Sustainable solutions

Apparel brands, as previously noted, want odor control, which has traditionally been accomplished through the use of antimicrobials. In an effort to eliminate heavy metal-based chemistries from formulations and create a more environmentally friendly technology, Microban has developed “Ascera” with an active ingredient typically found in berries. 

“As these chemicals are found in nature, they are generally recognized as safe,” says Scott. “Now, because obviously you want to have a very controlled product when you’re distributing that on a global scale, we don’t necessarily utilize it from a natural source, because you just get too much variance in it, and it also would be much more expensive. But it is something that’s commonly found in nature.”

This is a more sustainable solution in part because of its durability on the textile, in addition to not having the ecotoxicity profile of more traditional technologies. “It’s not going to provide the same type of aquatic hazard that the metal-based technologies have.”

Microban has also partnered with CiCLO to provide a solution that offers the benefit of an antimicrobial on the fabric during its use life, but it doesn’t interfere with the bio-degradation of the fabric. 

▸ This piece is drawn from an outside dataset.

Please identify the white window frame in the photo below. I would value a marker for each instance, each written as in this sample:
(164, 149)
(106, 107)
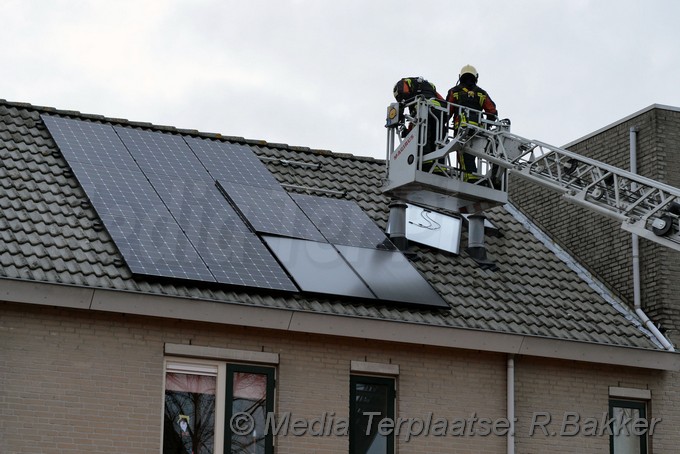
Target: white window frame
(212, 361)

Antimicrobials—either traditional technologies or newer, more sustainable options—are being used in more end products and in more market areas. In fact, “Antimicrobials are used virtually everywhere, especially in products that are meant to be used outside,” Scott says. 

“Not every OEM or brand will call out antimicrobial performance, but many general specifications rely on the ability to resist fungal contaminations. You can find antimicrobials in everything from food to cosmetics to coatings,” and he adds, “If you think about it, the lime juice in the guacamole is functionally an antimicrobial.”

Ryan Scott is a senior product development chemist at Microban International, where he drives innovation in next-generation antimicrobial and odor control technologies for a range of products and surfaces.